Is this really kamailio 3.1.2? There are some line numbers that do not match.
How was it compiled? Could you send me the output of kamailio -V (or ser -V, whichever name you use)
Could you describe a bit the stress tests? Do you use an open source tool (if so which, I would like to try to reproduce it) or something proprietary? If the later, do you open lots of connections all the time, or only a few connections with heavy traffic? How many cores has the machine on which you run kamailio?
Do you still have the coredumps? (I would be interested in some variable values if you do).

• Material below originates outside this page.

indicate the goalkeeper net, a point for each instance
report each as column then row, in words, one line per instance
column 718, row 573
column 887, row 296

At first sight it could either be some kind of race (that's why I asked about the number of cores) or something completely unrelated to the tcp code, that overwrites something in a memory area that happens to belong to a tcp connections (especially the double free hints towards this).
Andrei
On Apr 01, 2011 at 09:32, Zunnun zunnun@gmail.com wrote:
---------- Forwarded message ---------- From: Zunnun zunnun@gmail.com Date: Wed, Mar 30, 2011 at 10:51 AM Subject: crash & 100% CPU usage problem with kamailio 3.1.2 To: sr-dev@lists.sip-router.org
*kamailio 3.1.2 issues*
*Problem 1:*
Running heavy stress (for few hours), we have seen 100 % CPU usage Reason: the linked list is circular. next pointer points itself & the loop never breaks.
file: tcp_main.c
function:
inline static int _tcpconn_add_alias_unsafe(struct tcp_connection* c, int port,struct ip_addr* l_ip, int l_port,int flags)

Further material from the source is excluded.